As we were leaving a friend of ours asked if there were some way that he could be allowed to see Jeremy.

Dale said to tell the nurses that he was my brother. Randy didn’t look like me at all, nor did he look like Dale.

I said, “Tell them you are one of Jeremy’s step-fathers. At this point, they just might believe you.”

My mind drifted to the blind high school student doing his class play. I had been so proud.

Nothing hindered Jeremy. He played the undertaker in “Rest Assured.” His comedy style didn’t fail him. No one in the audience who didn’t know Jeremy caught on to the fact that the young actor was blind. Even though the actor was, the character was not. I marveled at the fact that in all those years of blindness, Jeremy's eyes had remained crystal blue until death clouded them over.

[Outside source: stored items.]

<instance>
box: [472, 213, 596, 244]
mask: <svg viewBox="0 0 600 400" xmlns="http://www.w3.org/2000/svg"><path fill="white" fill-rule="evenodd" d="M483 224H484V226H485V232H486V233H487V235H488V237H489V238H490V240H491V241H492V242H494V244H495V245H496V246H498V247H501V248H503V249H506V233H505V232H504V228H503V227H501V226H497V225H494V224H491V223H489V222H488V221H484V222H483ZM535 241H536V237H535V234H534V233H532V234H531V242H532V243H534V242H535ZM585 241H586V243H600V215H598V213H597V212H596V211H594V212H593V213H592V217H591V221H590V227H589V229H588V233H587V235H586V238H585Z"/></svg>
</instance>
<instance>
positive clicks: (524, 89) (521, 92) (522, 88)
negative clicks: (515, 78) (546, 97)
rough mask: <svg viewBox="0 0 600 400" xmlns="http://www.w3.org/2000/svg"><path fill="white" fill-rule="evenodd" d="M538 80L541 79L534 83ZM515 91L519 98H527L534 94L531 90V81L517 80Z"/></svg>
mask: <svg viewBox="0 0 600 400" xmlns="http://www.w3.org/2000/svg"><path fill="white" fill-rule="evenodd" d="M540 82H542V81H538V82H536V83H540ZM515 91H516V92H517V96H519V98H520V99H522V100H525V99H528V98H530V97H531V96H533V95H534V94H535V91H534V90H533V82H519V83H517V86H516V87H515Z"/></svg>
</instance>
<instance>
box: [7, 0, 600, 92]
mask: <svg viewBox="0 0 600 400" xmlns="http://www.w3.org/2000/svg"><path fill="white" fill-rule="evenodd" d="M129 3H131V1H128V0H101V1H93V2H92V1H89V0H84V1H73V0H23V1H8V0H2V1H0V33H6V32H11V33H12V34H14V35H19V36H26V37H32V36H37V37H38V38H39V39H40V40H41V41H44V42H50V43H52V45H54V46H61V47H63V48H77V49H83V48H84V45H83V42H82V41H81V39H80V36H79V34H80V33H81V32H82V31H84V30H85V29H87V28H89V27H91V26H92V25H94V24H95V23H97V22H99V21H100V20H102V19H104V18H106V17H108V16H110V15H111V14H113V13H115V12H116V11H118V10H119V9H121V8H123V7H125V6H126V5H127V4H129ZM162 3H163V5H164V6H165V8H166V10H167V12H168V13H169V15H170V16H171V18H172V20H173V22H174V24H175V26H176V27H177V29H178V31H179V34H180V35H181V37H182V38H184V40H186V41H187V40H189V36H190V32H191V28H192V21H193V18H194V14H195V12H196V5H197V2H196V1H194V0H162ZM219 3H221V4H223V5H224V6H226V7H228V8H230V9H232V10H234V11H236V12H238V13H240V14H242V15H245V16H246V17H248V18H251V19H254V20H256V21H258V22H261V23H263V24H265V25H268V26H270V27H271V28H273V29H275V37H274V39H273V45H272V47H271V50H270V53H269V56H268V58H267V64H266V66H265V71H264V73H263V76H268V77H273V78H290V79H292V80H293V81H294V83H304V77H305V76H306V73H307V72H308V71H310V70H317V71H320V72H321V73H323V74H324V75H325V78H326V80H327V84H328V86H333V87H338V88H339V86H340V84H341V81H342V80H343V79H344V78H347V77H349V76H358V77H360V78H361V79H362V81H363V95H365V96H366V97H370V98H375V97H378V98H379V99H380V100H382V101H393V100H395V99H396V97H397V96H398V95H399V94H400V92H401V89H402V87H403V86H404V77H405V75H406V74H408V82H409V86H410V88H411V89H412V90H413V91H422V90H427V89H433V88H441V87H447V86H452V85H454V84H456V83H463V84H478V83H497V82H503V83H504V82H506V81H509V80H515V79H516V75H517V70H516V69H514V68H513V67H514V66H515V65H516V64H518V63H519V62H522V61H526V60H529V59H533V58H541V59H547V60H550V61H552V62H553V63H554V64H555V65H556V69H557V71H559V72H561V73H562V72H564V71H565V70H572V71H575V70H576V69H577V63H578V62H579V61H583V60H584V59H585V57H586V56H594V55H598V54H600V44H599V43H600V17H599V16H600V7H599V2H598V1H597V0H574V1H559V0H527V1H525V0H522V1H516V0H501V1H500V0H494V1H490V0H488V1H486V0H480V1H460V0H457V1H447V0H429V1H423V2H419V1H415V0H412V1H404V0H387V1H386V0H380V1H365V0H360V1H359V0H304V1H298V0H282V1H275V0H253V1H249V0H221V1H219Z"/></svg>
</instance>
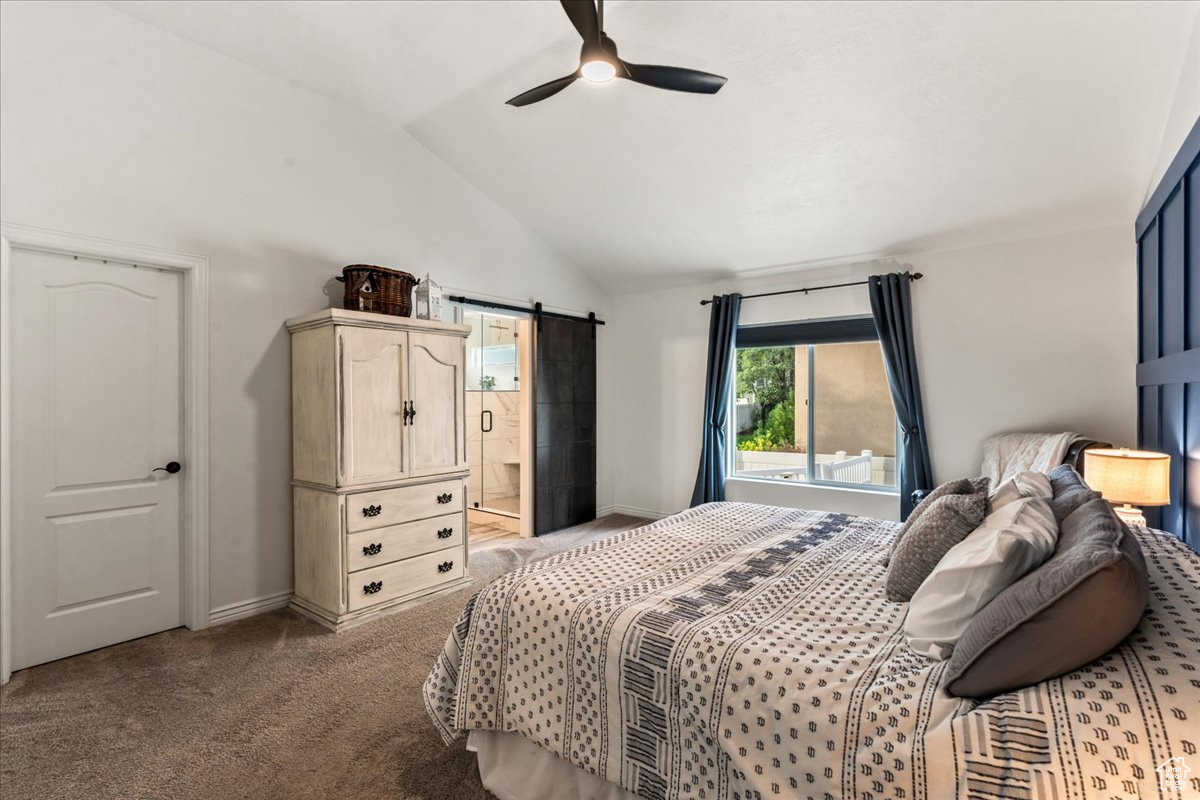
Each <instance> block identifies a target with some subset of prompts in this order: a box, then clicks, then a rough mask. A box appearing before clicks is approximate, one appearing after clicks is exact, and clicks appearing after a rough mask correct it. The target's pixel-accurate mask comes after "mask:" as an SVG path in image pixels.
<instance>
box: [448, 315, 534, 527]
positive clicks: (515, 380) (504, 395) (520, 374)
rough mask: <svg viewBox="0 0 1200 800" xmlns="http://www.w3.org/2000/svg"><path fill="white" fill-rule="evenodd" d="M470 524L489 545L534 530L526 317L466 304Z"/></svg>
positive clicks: (467, 460) (465, 319) (531, 436)
mask: <svg viewBox="0 0 1200 800" xmlns="http://www.w3.org/2000/svg"><path fill="white" fill-rule="evenodd" d="M462 313H463V323H464V324H466V325H468V326H470V336H469V337H468V338H467V375H466V378H467V463H468V465H469V468H470V477H469V479H468V481H467V523H468V524H467V529H468V539H469V541H470V543H472V545H473V546H474V545H479V546H490V545H492V543H497V542H499V541H503V540H505V539H509V540H511V539H517V537H521V536H530V535H532V534H533V519H532V517H533V513H532V512H533V485H532V481H533V470H532V469H530V467H532V462H530V457H529V456H530V453H532V435H530V434H532V431H530V421H532V413H530V405H529V403H530V390H532V385H530V384H532V372H533V369H532V363H530V356H529V353H530V348H529V344H530V341H529V320H528V318H522V317H518V315H510V314H502V313H494V312H484V311H475V309H469V308H464V309H463V312H462Z"/></svg>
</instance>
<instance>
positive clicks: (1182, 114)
mask: <svg viewBox="0 0 1200 800" xmlns="http://www.w3.org/2000/svg"><path fill="white" fill-rule="evenodd" d="M1196 120H1200V7H1198V8H1196V11H1195V17H1194V19H1193V23H1192V36H1190V38H1189V40H1188V47H1187V52H1186V53H1184V54H1183V65H1182V66H1181V67H1180V73H1178V84H1177V85H1176V88H1175V95H1174V100H1172V101H1171V110H1170V113H1169V114H1168V115H1166V121H1165V124H1164V128H1163V143H1162V145H1160V146H1159V149H1158V155H1157V156H1156V158H1154V172H1153V173H1152V175H1151V179H1150V185H1148V186H1147V187H1146V198H1145V199H1147V200H1148V199H1150V196H1151V194H1152V193H1153V192H1154V190H1156V188H1158V182H1159V181H1160V180H1163V174H1164V173H1165V172H1166V168H1168V167H1170V166H1171V160H1174V158H1175V154H1177V152H1178V151H1180V146H1181V145H1182V144H1183V140H1184V139H1186V138H1187V136H1188V133H1189V132H1190V131H1192V128H1193V126H1195V124H1196Z"/></svg>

My mind drifted to being Jeremy’s aid at Serrano High School. The school had not been able to find Jeremy an aide, so I told them and Jeremy that I would be happy to do it. Those were happier days. My conscious mind told me that I would never regret those days.

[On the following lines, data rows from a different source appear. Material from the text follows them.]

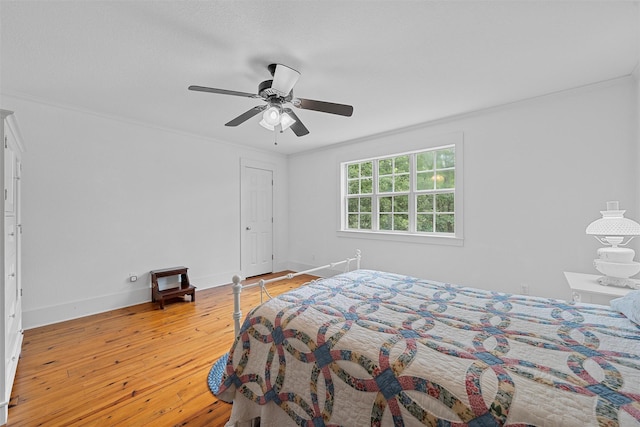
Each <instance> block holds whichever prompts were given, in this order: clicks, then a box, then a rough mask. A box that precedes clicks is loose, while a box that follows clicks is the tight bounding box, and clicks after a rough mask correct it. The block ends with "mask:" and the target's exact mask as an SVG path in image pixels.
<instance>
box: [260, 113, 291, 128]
mask: <svg viewBox="0 0 640 427" xmlns="http://www.w3.org/2000/svg"><path fill="white" fill-rule="evenodd" d="M279 120H280V123H276V124H273V125H272V124H271V123H268V122H267V121H266V120H265V118H264V115H263V117H262V120H260V123H259V124H260V126H262V127H263V128H265V129H268V130H271V131H274V130H276V126H278V124H280V126H281V128H282V129H281V131H283V132H284V131H285V130H287V129H289V127H291V125H292V124H294V123H295V122H296V121H295V120H294V119H293V118H292V117H291V116H290V115H288V114H287V113H282V114H281V115H280V119H279Z"/></svg>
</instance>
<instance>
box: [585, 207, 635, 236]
mask: <svg viewBox="0 0 640 427" xmlns="http://www.w3.org/2000/svg"><path fill="white" fill-rule="evenodd" d="M600 213H601V214H602V218H600V219H597V220H595V221H593V222H592V223H591V224H589V225H588V226H587V230H586V233H587V234H591V235H597V236H640V224H638V223H637V222H635V221H633V220H631V219H629V218H625V217H624V213H625V211H623V210H619V209H618V202H607V210H606V211H600Z"/></svg>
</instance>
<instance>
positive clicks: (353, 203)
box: [349, 199, 359, 212]
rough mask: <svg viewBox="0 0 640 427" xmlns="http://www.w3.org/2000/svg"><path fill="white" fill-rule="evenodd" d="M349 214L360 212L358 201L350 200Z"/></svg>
mask: <svg viewBox="0 0 640 427" xmlns="http://www.w3.org/2000/svg"><path fill="white" fill-rule="evenodd" d="M349 212H359V209H358V199H349Z"/></svg>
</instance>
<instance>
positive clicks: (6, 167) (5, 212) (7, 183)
mask: <svg viewBox="0 0 640 427" xmlns="http://www.w3.org/2000/svg"><path fill="white" fill-rule="evenodd" d="M6 130H7V128H6V127H5V131H6ZM10 135H11V132H6V134H5V141H4V211H5V213H7V214H12V213H13V212H14V210H15V191H14V189H15V181H16V180H15V177H16V156H15V152H14V151H13V144H11V143H9V141H8V139H9V137H10Z"/></svg>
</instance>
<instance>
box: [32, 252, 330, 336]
mask: <svg viewBox="0 0 640 427" xmlns="http://www.w3.org/2000/svg"><path fill="white" fill-rule="evenodd" d="M277 267H278V270H277V271H283V270H292V271H304V270H308V269H311V268H314V267H316V266H314V265H308V264H301V263H296V262H289V263H287V264H286V265H285V264H278V265H277ZM342 272H343V270H339V269H337V270H331V269H323V270H318V271H316V272H314V273H313V274H314V275H315V276H320V277H331V276H335V275H336V274H339V273H342ZM234 274H237V273H234V272H225V273H221V274H216V275H212V276H205V277H197V278H191V277H190V278H189V279H190V281H191V283H192V284H193V285H194V286H196V287H197V289H198V290H203V289H209V288H215V287H218V286H223V285H227V284H231V278H232V277H233V275H234ZM196 292H197V291H196ZM150 301H151V290H150V288H148V287H145V288H138V289H133V290H131V291H129V292H122V293H118V294H111V295H101V296H99V297H96V298H88V299H84V300H77V301H70V302H65V303H63V304H58V305H52V306H48V307H40V308H36V309H31V310H24V311H23V312H22V325H23V328H24V329H25V330H26V329H33V328H37V327H39V326H45V325H51V324H53V323H59V322H64V321H66V320H72V319H77V318H79V317H85V316H91V315H93V314H98V313H104V312H105V311H110V310H117V309H119V308H124V307H129V306H132V305H136V304H143V303H145V302H150Z"/></svg>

Leaving the office that day I asked Jeremy if his mom hanging out with him all of the time was going to cramp his style. “You never got to meet my last mobility instructor, did you Mom?” He made a face something like he had gotten a hold of some rotten fruit or something. “Trust me. You can’t be THAT bad.”

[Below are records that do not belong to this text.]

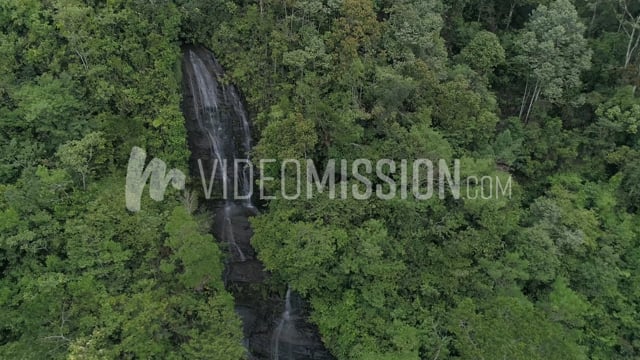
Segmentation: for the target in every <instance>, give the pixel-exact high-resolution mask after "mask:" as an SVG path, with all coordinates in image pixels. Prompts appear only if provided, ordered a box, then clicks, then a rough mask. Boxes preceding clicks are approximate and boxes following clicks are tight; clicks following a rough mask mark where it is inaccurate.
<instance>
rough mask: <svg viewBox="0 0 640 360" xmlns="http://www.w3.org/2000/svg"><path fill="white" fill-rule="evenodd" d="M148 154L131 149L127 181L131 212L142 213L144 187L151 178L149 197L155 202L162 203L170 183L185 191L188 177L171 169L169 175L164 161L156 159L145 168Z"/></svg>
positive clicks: (128, 208) (126, 192)
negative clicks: (145, 163)
mask: <svg viewBox="0 0 640 360" xmlns="http://www.w3.org/2000/svg"><path fill="white" fill-rule="evenodd" d="M146 159H147V153H146V152H145V151H144V150H142V149H141V148H139V147H133V149H131V155H130V156H129V165H128V166H127V181H126V185H125V201H126V206H127V209H128V210H129V211H132V212H138V211H140V200H141V198H142V192H143V191H144V185H145V184H146V183H147V180H148V179H149V177H151V181H150V183H149V195H150V196H151V198H152V199H153V200H155V201H162V200H163V199H164V193H165V191H166V189H167V186H169V182H171V185H172V186H173V188H174V189H177V190H184V186H185V179H186V176H185V175H184V173H183V172H182V171H180V170H178V169H171V170H169V172H168V173H167V172H166V171H167V165H166V164H165V163H164V161H162V160H160V159H158V158H154V159H153V160H151V161H150V162H149V165H147V167H146V168H145V167H144V163H145V160H146ZM165 174H166V175H165Z"/></svg>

I grinned, and we made a plan for how I should “get lost” if he was trying to hit on the ladies.

The mind pictures faded away as Dale drove us into The Primadona Hotel at Stateline Nevada for dinner. I smiled, “Well this was more than one of your ‘little rides,’” I said.

He replied slyly,“I never called it one of my little rides. I said ‘a ride.’”

I turned to Venus, “Remind me the next time your dad says ‘Let’s go for a ride,’ that you and I should pack an over night case.” Venus nodded and started talking about the arcade at 95 miles an hour before we ever entered the doors.

We ate well, we gambled, Venus got to do the arcade and then we settled down for the night in a hotel room, there at the casino.

It had been a good time really, but the long day, the loss, the thoughts and just plain
missing Jeremy all crowded in upon me. I started to cry myself to sleep. I had turned to face the wall and was weeping softly, drifting off to sleep, when it happened. I felt someone take my hand. I was sure it was Dale trying to comfort me when I opened my eyes, but there in front of me was Jeremy as solid and real as he had ever been in life, his big clear blue eyes staring into mine. He said, “Mom, I would have stayed, but my body was no damned good.”

The vision of him faded, but I could feel the squeeze of a solid hand on mine. I wasn’t afraid. I wept a bit harder and told Dale what was happening.

“Well,” said Dale, “I thought it was a fog over my eyes, but it is still there, and it is still bent over you.”

“I know,” I whispered, “He still has my hand.”

I laid there afraid to move. I didn’t want the moment to end. All I felt was the warm flood of love and concern. As it dissipated I said a thank you, first to Jeremy for coming and then to God for sending him, for allowing me to know that my boy was well and with Him at last.